Il convient dès les premières interrogations ou constatations de l’administration d’identifier avec la personne mise en cause les potentiels manquements qui pourront faire l’objet de la procédure pénale, les questions à charge qui pourront être posées, ainsi que les éléments de réponse et de preuve à fournir.
La préparation d’un contrôle, d’une réponse à l’administration et a fortiori d’une audition libre est indispensable, car elle conditionnera l’ensemble du dossier.
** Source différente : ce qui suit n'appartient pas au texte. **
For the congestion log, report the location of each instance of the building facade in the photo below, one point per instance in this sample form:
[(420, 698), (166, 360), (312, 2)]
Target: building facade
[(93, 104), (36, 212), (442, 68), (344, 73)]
Par ailleurs, il est nécessaire de se montrer proactif durant l’enquête. L’assistance d’un conseil pénaliste permet d’apprécier la nécessité de fournir des pièces, de solliciter des actes d’enquête supplémentaires voire de les faire effectuer soi-même (expertises techniques, audit par un organisme ou contrôleur indépendant et certifié, etc.) pour convaincre les enquêteurs et, derrière eux, le procureur de la République ou le magistrat instructeur, du bienfondé d’un argument en défense.
Il conviendra également et selon les cas d’envisager, avant la fin de l’enquête pénale, les mesures propres à diminuer le préjudice causé ou à le compenser (remise en état de l’habitat naturel, programme de conformité interne pour éviter toute réitération, etc.), afin de pouvoir justifier d’une démarche écologique.
Enfin, cette assistance permet un suivi de la procédure pénale et un échange avec les enquêteurs qui peut être décisif au stade de l’orientation du dossier par le procureur de la République. Les alternatives aux poursuites sont variées en cas de reconnaissance des faits (CRPC, CJIP, etc.) ; et lorsqu’à l’inverse les faits ne sont pas reconnus, il est nécessaire de déconstruire le dossier et de démontrer aux autorités de poursuite, selon les cas, que la procédure est irrégulière ou que l’infraction n’est pas constituée.
En synthèse, tout manquement écologique peut exposer son auteur à une enquête pénale ; l’anticipation du risque pénal et l’élaboration d’une stratégie de défense en amont du dossier sont incontournables.